Twenty-one nations fell below their previous mark on the Index. Gains reported four years earlier in human rights were eclipsed by deteriorating safety, and lack of economic opportunity, especially in the resource-rich countries, and by growing vulnerability of the banks. Conditions in 11 of the commodity-exporting countries, including Nigeria, grew worse, according to the report.
Mauritius topped the Index, followed by Cape Verde, Botswana, South Africa, and Namibia, in that order. Instructively, the countries that have moved up on the Index are the ones that have diversified their economy, among them Ivory Coast, Zimbabwe, Senegal, Morocco, Egypt, Madagascar, and Tunisia.

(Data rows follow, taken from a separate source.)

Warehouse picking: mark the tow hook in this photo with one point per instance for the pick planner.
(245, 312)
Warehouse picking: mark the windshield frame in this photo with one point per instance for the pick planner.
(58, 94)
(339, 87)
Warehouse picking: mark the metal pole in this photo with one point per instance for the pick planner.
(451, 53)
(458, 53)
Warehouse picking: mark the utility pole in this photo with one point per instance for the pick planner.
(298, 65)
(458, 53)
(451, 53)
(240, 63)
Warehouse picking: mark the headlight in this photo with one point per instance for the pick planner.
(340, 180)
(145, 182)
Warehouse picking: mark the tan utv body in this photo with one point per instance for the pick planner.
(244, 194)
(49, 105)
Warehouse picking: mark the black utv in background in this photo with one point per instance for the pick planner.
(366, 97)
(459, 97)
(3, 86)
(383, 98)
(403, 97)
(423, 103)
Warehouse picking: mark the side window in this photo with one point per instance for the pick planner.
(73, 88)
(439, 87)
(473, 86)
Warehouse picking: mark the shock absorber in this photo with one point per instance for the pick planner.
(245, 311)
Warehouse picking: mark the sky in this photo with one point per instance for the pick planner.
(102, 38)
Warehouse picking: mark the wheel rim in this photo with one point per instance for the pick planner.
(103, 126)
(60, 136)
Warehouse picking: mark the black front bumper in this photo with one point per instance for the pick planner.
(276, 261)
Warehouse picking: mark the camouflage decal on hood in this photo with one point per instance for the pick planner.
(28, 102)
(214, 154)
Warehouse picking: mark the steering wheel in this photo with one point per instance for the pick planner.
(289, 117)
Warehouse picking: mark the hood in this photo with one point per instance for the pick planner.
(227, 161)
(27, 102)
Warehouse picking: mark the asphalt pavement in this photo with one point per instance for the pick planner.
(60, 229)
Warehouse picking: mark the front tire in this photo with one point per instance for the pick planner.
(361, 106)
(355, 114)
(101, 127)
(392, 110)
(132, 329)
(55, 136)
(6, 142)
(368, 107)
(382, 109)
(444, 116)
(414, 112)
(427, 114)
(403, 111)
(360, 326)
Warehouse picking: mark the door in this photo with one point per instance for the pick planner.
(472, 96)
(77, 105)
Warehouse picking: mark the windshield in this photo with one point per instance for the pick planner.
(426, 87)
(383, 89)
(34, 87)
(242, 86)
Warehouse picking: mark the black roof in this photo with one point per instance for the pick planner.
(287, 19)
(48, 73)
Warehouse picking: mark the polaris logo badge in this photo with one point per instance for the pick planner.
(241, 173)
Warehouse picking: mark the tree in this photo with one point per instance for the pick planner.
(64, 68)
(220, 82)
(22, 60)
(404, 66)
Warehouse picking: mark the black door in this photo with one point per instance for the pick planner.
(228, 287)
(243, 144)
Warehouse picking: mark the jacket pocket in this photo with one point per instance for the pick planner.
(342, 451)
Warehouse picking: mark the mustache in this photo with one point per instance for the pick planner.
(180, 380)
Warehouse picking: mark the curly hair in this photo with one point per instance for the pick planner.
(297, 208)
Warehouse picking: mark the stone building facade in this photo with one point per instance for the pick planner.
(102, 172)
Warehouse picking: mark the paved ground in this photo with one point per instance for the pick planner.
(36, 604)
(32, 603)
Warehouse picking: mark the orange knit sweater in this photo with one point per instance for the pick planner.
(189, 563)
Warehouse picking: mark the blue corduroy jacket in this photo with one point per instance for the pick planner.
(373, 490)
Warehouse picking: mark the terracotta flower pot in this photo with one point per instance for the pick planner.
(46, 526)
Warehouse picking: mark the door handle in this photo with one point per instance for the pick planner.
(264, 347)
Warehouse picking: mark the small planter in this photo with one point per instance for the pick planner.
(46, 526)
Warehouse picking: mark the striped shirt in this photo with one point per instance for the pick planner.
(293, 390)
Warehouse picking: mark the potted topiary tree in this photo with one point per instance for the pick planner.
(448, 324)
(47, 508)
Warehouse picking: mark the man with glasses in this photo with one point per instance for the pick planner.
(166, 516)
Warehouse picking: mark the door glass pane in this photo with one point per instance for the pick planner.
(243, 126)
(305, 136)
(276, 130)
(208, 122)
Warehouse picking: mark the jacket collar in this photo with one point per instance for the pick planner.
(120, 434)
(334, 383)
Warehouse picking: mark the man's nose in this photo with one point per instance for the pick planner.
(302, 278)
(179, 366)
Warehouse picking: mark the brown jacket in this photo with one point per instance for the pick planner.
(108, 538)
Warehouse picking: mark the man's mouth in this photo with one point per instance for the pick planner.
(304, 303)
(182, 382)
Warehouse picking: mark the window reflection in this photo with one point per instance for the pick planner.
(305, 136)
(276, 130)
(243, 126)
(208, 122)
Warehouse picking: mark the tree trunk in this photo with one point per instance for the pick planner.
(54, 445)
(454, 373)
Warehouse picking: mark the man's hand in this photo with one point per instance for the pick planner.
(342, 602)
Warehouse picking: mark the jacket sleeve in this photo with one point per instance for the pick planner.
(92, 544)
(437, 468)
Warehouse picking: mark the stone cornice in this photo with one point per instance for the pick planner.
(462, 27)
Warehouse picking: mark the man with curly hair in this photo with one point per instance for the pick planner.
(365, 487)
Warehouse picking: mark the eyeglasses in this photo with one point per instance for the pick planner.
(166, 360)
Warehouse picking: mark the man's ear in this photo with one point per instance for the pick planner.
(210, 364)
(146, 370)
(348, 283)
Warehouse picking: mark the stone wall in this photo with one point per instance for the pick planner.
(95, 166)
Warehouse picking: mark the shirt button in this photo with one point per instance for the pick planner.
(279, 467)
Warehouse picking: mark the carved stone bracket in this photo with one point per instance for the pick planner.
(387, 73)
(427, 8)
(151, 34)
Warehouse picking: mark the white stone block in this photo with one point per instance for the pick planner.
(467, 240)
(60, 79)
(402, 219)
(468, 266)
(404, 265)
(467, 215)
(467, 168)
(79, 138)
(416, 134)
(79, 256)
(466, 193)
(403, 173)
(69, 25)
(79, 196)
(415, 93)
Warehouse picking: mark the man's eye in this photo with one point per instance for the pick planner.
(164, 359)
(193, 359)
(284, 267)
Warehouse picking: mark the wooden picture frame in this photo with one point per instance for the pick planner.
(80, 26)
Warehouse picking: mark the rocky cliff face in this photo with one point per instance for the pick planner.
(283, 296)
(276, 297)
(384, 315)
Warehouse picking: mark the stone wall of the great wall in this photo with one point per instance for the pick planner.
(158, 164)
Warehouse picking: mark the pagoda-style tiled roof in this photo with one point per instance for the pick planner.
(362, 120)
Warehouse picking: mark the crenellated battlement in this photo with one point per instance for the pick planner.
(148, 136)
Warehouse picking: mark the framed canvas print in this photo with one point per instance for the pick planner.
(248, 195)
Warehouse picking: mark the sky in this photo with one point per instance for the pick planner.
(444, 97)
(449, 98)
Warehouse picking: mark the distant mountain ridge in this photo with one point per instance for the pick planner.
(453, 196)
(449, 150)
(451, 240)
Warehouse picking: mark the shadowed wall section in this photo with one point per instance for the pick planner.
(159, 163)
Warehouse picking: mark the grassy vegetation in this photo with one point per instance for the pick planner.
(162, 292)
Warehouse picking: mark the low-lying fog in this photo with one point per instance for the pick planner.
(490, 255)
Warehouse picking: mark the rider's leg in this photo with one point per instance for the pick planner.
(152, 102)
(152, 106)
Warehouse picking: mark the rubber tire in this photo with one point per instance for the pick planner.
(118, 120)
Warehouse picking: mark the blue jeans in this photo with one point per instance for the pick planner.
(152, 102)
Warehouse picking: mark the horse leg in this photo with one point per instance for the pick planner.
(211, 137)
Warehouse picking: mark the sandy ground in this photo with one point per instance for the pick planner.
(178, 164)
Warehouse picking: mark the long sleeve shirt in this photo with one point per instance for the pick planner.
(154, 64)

In the critical area of infrastructure, Nigeria was ranked 39 of the 54 countries on the Index, below Ivory Coast, Cameroun, and Djibouti.
Overall, however, what emerges from the survey is not so much deterioration as stagnation, contrary to the picture in many influential Western publications of an Africa unbound.
The second report, from the World Bank, paints a grimmer picture of the Nigerian and African condition. It states that Nigeria and other sub-Sahara African nations account for half of the world’s poor.
Several decades ago, East Asia and the Pacific, South Asia and sub-Sahara Africa together accounted for 95 per cent of global poverty, according to the report. In 1990, East Asia accounted for 5 per cent of global poverty; the corresponding figure for sub-Sahara Africa was 15 per cent. In a stunning reversal some 25 years later, East Asia’s share of global poverty was down to 12 per cent, while sub-Sahara Africa’s shore of palpable poverty shot up to 50 per cent.
The report notes that poverty is declining in all regions – in sub-Sahara Africa, it fell from 56 per cent in 1990 to 35 per cent in 2015 — but it is becoming deeper and more entrenched in countries that are either conflict-ridden or overly dependent on commodity exports. Nigeria exemplifies both conditions.
Like the Africa Governance Index, the World Bank report attributes the enduring poverty to conflict and dependency on commodity prices, but adds a third factor: rapid population growth.
The lessons for Nigeria here are clear. It is time to stop bemoaning the nation’s dependence and move aggressively to diversify the economy. The vast agricultural and mining potential are waiting to be harnessed. But this cannot be done without a solid network of roads and rail tracks, navigable waterways, and steady power supply.
The war on official corruption must be pursued without compromise. Under former President Goodluck Jonathan, 400,000 barrels – or 20 per cent of daily output – was being stolen, and the government appeared powerless to do anything about it.
Vast fortunes accrued to favoured or well-connected persons as subsidies for bogus imports of refined petroleum products, and contractors claimed hefty fees for work not done at all or only half-completed. The checks and balances that should undergird the presidential system of government were inoperative.
These leakages will have to be plugged and corrupt officials brought to justice.